The Sulphur Springs Museum and Heritage Center is a local history museum in the Sulphur Springs neighborhood of Tampa, Florida. The museum was founded in 2006. It moved to its current location inside Mann-Wagnon Memorial Park in 2017. The museum is open Wednesday through Saturday from 11:00AM – 4:00PM and is located at 1101 East River Cove Street, Tampa, FL.

Amy Dao became the Museum’s director in January, 2022. Museum co-founder Norma Robinson was her predecessor.

In 2021, the Sulphur Springs Museum and Heritage Center was awarded a $6,500 grant from Florida Humanities as a part of the American Rescue Plan.

== Exhibitions ==

=== Permanent Exhibits ===
Sulphur Springs Museum and Heritage Center has three permanent exhibits. Sulphur Springs: An Enduring Legacy addresses the history of Sulphur Springs and major landmarks. Mann-Wagnon Park and the Natural History Museum focuses on the history center that used to reside in the park, until being moved to the Museum of Science and Industry in the 1970s. Finally, Spring Hill focuses on the history of Sulphur Springs during segregation.

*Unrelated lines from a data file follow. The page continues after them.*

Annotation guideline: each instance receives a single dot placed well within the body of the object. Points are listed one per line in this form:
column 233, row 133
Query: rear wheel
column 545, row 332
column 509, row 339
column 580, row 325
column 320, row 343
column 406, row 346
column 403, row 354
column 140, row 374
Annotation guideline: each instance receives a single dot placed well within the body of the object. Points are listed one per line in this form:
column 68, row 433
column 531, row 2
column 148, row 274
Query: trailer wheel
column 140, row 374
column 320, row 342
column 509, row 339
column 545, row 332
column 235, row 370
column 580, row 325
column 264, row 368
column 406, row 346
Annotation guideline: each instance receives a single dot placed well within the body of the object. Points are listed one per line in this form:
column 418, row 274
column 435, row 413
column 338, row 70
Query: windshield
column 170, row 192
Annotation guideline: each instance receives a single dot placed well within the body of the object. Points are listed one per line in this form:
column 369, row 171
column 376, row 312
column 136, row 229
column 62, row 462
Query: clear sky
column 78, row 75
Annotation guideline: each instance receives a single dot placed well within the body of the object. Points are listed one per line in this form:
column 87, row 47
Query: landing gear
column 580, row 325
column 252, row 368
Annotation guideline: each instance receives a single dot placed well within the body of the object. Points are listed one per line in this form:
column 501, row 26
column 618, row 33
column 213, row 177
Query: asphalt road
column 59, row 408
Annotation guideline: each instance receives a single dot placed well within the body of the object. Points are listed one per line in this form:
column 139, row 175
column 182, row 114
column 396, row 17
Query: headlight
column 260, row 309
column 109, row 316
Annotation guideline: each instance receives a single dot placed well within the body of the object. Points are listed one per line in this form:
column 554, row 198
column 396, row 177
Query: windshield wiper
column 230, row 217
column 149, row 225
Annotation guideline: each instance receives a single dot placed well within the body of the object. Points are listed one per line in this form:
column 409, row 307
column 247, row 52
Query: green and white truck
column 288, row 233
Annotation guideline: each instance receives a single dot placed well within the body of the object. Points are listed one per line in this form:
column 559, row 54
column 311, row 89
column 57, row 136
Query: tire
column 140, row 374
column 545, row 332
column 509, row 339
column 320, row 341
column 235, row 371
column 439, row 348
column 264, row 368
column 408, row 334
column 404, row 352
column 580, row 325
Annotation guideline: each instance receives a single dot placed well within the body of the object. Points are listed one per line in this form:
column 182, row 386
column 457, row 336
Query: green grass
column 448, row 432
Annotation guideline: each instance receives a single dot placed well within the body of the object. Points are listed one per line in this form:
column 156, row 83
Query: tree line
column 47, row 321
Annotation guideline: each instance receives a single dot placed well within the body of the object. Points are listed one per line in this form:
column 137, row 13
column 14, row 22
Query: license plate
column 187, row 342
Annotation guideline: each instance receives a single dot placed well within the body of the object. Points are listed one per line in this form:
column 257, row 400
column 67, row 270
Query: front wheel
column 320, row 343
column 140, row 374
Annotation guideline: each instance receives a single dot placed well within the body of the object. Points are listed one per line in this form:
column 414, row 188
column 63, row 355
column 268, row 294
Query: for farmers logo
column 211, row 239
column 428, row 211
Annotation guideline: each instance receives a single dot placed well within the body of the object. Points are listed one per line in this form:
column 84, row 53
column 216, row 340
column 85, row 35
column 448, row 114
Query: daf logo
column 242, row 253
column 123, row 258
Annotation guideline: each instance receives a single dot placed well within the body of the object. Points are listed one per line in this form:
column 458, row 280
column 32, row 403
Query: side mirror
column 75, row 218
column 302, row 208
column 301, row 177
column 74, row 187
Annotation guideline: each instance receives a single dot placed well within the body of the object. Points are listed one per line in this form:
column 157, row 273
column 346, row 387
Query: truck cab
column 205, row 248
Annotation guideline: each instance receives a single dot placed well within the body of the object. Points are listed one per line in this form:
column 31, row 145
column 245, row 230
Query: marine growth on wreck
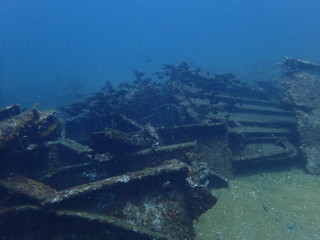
column 140, row 161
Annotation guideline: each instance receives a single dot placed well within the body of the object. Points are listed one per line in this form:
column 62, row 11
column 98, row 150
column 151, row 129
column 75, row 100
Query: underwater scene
column 159, row 120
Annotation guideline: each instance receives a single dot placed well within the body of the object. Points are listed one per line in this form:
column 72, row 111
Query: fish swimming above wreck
column 140, row 161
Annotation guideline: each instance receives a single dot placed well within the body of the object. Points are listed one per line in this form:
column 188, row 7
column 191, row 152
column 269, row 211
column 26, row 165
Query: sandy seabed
column 273, row 205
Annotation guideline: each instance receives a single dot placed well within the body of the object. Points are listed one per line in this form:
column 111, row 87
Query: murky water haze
column 54, row 52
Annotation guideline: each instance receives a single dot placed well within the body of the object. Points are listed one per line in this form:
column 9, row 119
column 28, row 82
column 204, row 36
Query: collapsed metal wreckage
column 139, row 162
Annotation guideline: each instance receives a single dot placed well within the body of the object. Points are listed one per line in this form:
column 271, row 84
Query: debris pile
column 139, row 161
column 302, row 85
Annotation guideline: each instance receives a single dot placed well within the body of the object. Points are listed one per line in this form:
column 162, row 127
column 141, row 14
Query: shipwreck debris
column 302, row 90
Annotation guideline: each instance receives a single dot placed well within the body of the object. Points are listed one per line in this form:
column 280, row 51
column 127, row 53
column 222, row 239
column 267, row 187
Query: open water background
column 53, row 52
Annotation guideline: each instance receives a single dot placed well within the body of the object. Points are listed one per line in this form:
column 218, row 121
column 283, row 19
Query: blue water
column 53, row 52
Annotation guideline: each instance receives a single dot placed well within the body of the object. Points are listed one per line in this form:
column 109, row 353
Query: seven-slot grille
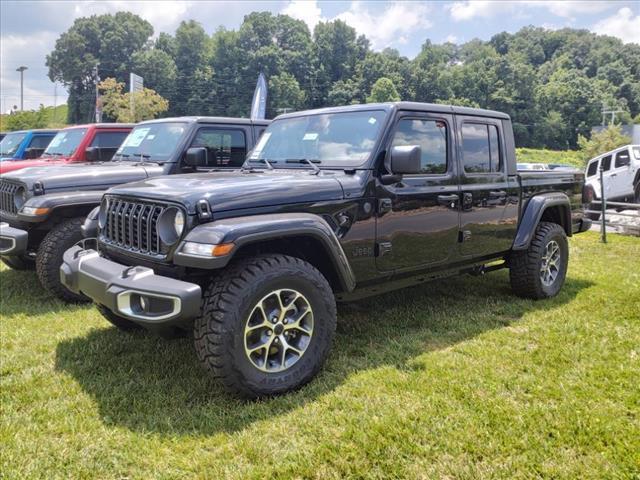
column 7, row 193
column 132, row 225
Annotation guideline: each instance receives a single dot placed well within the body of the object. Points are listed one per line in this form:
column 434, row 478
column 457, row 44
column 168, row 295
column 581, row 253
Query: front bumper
column 13, row 241
column 136, row 293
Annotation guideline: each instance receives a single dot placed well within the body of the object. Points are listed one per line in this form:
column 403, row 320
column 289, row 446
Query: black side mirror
column 406, row 159
column 92, row 154
column 196, row 157
column 31, row 153
column 622, row 160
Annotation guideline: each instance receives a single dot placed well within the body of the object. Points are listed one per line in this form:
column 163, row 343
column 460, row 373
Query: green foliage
column 383, row 91
column 553, row 84
column 147, row 104
column 457, row 378
column 44, row 117
column 603, row 141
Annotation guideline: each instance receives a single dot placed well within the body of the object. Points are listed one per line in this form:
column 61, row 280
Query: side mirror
column 196, row 157
column 623, row 160
column 92, row 154
column 406, row 159
column 31, row 153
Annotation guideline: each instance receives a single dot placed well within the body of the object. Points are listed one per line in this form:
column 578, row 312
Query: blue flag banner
column 259, row 102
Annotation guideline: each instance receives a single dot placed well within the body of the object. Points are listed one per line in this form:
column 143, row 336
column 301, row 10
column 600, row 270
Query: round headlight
column 20, row 197
column 170, row 225
column 102, row 214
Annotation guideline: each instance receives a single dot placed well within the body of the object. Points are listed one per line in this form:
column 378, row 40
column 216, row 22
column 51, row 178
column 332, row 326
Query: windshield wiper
column 267, row 162
column 312, row 163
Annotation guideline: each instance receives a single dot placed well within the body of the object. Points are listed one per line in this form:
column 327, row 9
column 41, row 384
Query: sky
column 29, row 29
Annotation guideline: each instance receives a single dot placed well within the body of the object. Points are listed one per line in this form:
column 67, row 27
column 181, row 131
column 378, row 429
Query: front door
column 417, row 222
column 489, row 199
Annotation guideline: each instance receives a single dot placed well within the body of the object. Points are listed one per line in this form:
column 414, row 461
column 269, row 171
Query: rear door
column 621, row 176
column 489, row 199
column 417, row 219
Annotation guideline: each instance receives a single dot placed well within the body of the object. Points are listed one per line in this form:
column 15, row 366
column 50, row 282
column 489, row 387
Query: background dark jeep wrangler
column 44, row 208
column 337, row 203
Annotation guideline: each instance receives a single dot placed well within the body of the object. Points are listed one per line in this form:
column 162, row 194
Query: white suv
column 621, row 174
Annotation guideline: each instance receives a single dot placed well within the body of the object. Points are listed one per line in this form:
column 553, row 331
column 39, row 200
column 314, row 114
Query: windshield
column 154, row 142
column 65, row 142
column 10, row 143
column 331, row 139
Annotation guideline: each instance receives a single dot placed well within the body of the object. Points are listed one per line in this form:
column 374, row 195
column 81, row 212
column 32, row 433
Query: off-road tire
column 524, row 266
column 49, row 258
column 117, row 321
column 227, row 303
column 21, row 262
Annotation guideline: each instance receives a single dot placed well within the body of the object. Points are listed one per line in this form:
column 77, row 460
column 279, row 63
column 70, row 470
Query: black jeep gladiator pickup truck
column 331, row 204
column 42, row 209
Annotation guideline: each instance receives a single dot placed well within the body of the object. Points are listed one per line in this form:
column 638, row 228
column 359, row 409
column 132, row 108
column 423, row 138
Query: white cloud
column 307, row 11
column 470, row 9
column 392, row 25
column 622, row 24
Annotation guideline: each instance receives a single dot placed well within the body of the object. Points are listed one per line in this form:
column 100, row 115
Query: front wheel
column 539, row 272
column 21, row 262
column 266, row 325
column 49, row 258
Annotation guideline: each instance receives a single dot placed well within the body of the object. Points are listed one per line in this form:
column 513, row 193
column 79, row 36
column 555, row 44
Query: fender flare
column 533, row 212
column 55, row 201
column 248, row 230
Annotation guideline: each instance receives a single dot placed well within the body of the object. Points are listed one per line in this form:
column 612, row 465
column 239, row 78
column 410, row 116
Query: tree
column 147, row 104
column 285, row 93
column 603, row 141
column 383, row 91
column 105, row 40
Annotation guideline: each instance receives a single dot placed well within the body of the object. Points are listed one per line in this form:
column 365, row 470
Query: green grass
column 455, row 379
column 567, row 157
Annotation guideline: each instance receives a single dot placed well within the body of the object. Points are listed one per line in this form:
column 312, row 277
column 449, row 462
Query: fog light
column 207, row 249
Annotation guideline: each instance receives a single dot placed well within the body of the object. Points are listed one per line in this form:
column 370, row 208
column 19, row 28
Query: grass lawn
column 455, row 379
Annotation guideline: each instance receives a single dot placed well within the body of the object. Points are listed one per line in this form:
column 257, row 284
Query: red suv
column 80, row 143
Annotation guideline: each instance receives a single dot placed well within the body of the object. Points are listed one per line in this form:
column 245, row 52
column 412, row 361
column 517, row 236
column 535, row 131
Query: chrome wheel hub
column 550, row 265
column 278, row 330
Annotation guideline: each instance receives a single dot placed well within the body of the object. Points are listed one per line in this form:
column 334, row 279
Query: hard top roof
column 413, row 106
column 194, row 119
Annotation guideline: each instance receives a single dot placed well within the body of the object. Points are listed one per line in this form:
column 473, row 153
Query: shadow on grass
column 146, row 383
column 21, row 293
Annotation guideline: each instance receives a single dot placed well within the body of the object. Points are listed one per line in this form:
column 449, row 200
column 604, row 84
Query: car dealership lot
column 452, row 378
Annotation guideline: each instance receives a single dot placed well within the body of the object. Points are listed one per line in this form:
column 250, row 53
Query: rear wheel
column 266, row 325
column 540, row 271
column 49, row 258
column 116, row 320
column 21, row 262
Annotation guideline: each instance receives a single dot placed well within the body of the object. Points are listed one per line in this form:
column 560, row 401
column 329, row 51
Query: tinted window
column 338, row 139
column 10, row 143
column 40, row 141
column 225, row 148
column 622, row 158
column 152, row 141
column 109, row 139
column 431, row 136
column 65, row 142
column 480, row 148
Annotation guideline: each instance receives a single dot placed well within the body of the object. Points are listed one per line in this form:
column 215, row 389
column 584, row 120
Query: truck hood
column 235, row 190
column 83, row 176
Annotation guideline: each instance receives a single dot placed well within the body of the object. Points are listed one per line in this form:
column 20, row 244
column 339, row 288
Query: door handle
column 448, row 199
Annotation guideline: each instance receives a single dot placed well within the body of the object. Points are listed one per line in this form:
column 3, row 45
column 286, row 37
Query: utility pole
column 21, row 69
column 98, row 102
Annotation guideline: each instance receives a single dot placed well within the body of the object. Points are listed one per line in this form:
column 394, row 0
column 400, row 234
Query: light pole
column 21, row 69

From April 8 - July 2, 2022, the Sulphur Springs Museum is hosting the exhibit Have Blues, Will Travel: Traveling Blues Musicians in the Jim Crow Era. The exhibit highlights discrimination and violence that Black Blues artists endured, as well as how the Negro Motorist Green Book helped artists locate safe spots.

=== Past Exhibits ===
The Museum featured the Smithsonian traveling exhibit Water/Ways in 2017.

From October 3 through November 1, 2021 the Sulphur Springs Museum and Heritage Center hosted “The Art of Forensics” exhibit in collaboration with the University of South Florida. The exhibit uses artistic mediums including clay and photographs to engage the public in cold cases and attempt to solve them.

== Programs ==
The Kids' TECO Room, created through a donation from the Tampa Electric Company (TECO), is an ocean-themed space for children to engage in creative play and develop fine motor skills. The Sulphur Springs Transitioning Youth into Leaders program gives teenagers the opportunity to develop new skills while assisting with museum events and operations.

The museum offers events throughout the year for adults, including book talks and lectures, to promote lifelong learning. Major themes include Black culture and historical events that have impacted African Americans.